AB Test Power Calculator

Calculator inputs

Baseline conversion rate (%)

Variant conversion rate (%)

Significance level alpha (%)

Visitors in group A

Visitors in group B

Target power (%)

Hypothesis type

Traffic ratio (B/A)

Example data table

Scenario	Baseline	Variant	Visitors A	Visitors B	Alpha	Target Power
Homepage signup	12.00%	13.80%	25,000	25,000	5%	80%
Checkout completion	42.00%	44.10%	12,000	12,000	5%	90%
Email clickthrough	3.20%	3.90%	60,000	60,000	1%	80%
Pricing page trial start	7.50%	8.20%	40,000	20,000	5%	85%

Formula used

Observed lift: Δ = p₂ − p₁

Null standard error: SE₀ = √[p̄(1−p̄)(1/n₁ + 1/n₂)]

Alternative standard error: SE₁ = √[p₁(1−p₁)/n₁ + p₂(1−p₂)/n₂]

Z statistic: Z = |Δ| / SE₀

Approximate power: Φ(|Δ|/SE₁ − Z_crit·SE₀/SE₁)

Required sample size: n ≈ ((Z_α·variance term + Z_β·effect variance term) / Δ)²

This calculator uses a two-sample normal approximation for conversion rates. It is best for binary outcomes, practical planning, and large enough sample sizes.

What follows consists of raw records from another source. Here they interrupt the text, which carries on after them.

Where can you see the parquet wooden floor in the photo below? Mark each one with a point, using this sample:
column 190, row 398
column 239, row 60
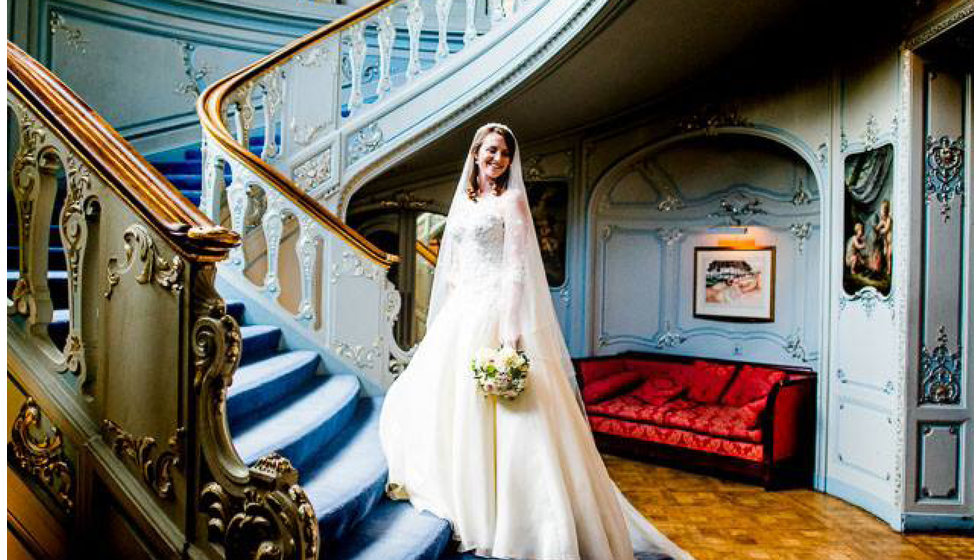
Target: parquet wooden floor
column 717, row 519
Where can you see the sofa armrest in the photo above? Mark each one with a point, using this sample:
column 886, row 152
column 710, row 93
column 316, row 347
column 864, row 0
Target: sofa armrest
column 787, row 420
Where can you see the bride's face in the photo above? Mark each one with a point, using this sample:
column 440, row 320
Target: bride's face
column 493, row 157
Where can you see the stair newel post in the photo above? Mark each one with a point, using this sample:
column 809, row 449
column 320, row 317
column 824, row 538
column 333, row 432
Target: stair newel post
column 306, row 252
column 386, row 42
column 246, row 512
column 272, row 96
column 416, row 18
column 34, row 192
column 272, row 228
column 213, row 181
column 442, row 14
column 470, row 33
column 237, row 205
column 356, row 57
column 496, row 12
column 240, row 101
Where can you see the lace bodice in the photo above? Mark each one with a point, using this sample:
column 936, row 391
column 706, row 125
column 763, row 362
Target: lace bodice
column 479, row 238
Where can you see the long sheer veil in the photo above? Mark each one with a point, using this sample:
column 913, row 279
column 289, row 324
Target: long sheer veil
column 535, row 320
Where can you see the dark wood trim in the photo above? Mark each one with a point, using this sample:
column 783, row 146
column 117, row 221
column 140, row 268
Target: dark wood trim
column 103, row 149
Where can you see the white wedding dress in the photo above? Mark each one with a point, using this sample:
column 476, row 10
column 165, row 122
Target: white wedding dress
column 516, row 479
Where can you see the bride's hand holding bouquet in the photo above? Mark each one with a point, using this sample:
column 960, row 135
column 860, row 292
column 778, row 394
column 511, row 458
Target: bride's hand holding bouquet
column 501, row 372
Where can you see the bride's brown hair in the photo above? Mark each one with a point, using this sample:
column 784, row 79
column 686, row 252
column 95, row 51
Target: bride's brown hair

How to use this calculator

Enter the current baseline conversion rate for your control group.
Enter the expected or observed variant conversion rate.
Add current visitors for both groups.
Choose alpha and your desired statistical power.
Select one-sided or two-sided testing.
Review the estimated power, p-value, required samples, and minimal detectable effect.
Use the CSV button to export numeric results.
Use the PDF button to save a clean summary.

FAQs

What does statistical power mean in AB testing?

Power is the chance your test detects a real difference when it exists. Higher power reduces the risk of missing a meaningful uplift.

Why is 80% power commonly used?

Eighty percent is a practical balance between sensitivity and traffic cost. It means you accept a 20% chance of missing the effect size you planned for.

What is the minimal detectable effect?

The minimal detectable effect is the smallest lift your test can reliably detect at the chosen alpha and power with the current sample sizes.

When should I use a one-sided test?

Use a one-sided test when only improvement matters and a decrease would never trigger the same decision. Otherwise, two-sided testing is usually safer.

Does unequal traffic change required sample size?

Yes. Unequal traffic generally increases the total sample needed because balanced groups usually produce the most efficient estimate for the same total visitors.

Can I use this for revenue metrics?

This version is designed for binary conversion outcomes. Revenue or continuous outcomes need different variance assumptions and usually a different power formula.

Why can p-value and power tell different stories?

P-value measures evidence in the observed data. Power measures the design strength before or around the effect size. Both answer different planning questions.

What sample sizes make the approximation reliable?

The normal approximation works better when both groups have enough successes and failures. Very small samples or rare events may need exact methods.